Ted put together a collection of great tunes and gave it to us for Christmas. He called it “Merry Christmas from Ted.” In iTunes, you cannot see the track names because no CD has track names, and iTunes cannot identify this CD when talking to CDDB over the internet. (It is a unique CD.)
So you have to play Track 1, Track 2, etc. While playing them, I tried changing the track names and was surprised I could. So I editted the track names, artists, and album title. I then ejected the CD to see if iTunes would remember. It did. iTunes apparently is talking to the Finder, because the CD is now titled and all the track names are listed. Zoom in below to see the effect.

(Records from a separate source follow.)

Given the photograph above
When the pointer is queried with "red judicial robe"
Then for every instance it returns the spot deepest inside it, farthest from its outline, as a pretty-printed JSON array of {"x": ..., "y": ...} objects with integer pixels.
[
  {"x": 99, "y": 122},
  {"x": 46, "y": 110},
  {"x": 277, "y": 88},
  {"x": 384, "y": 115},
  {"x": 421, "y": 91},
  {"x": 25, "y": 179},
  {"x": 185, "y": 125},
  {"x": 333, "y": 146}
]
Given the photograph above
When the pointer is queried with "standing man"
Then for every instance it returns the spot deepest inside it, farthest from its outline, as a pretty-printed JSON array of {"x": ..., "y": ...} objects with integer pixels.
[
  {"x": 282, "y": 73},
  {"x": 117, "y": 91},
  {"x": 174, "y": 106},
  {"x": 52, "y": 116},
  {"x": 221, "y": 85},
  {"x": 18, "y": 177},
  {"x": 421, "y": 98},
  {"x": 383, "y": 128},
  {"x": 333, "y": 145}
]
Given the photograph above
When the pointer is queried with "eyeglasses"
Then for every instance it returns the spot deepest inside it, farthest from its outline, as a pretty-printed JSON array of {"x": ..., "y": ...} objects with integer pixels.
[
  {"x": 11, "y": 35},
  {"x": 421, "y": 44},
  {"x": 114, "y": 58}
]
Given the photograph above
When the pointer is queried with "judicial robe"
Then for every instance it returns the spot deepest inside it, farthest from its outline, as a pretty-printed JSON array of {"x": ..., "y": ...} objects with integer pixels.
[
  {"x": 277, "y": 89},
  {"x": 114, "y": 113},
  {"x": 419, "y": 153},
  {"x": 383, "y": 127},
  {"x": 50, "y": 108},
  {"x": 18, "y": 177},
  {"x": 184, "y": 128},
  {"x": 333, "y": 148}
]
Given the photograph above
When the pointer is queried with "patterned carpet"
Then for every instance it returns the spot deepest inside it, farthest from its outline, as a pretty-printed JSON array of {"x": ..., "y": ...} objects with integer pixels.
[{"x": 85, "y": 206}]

Another pleasant surprise from Apple. That’s why the Mac is so much fun… it keeps surprising you by doing what you would want, but not necessarily expect.
Man, that’s a good CD! I guess not all of the songs go together that well, but you can skip what you don’t want.
Windows’ CD player does the same thing about remembering them and, in fact, was originally set up where you would enter everything by hand, but only have to do it once (or until you lose your cd.ini file). But it doesn’t integrate with CDDB (I don’t think). But there are shareware CD players for Windows that will look stuff up on CDDB and put it into the cd.ini file . . .
Yes! i-tunes has done this ever since the version that was the first version I had on my flower power i-mac. I noticed this right away because it remembers CD names that you have already put in the computer even when the internet is down (so it doesn’t have to rescan the web to find the titles of songs and artists). pretty neat.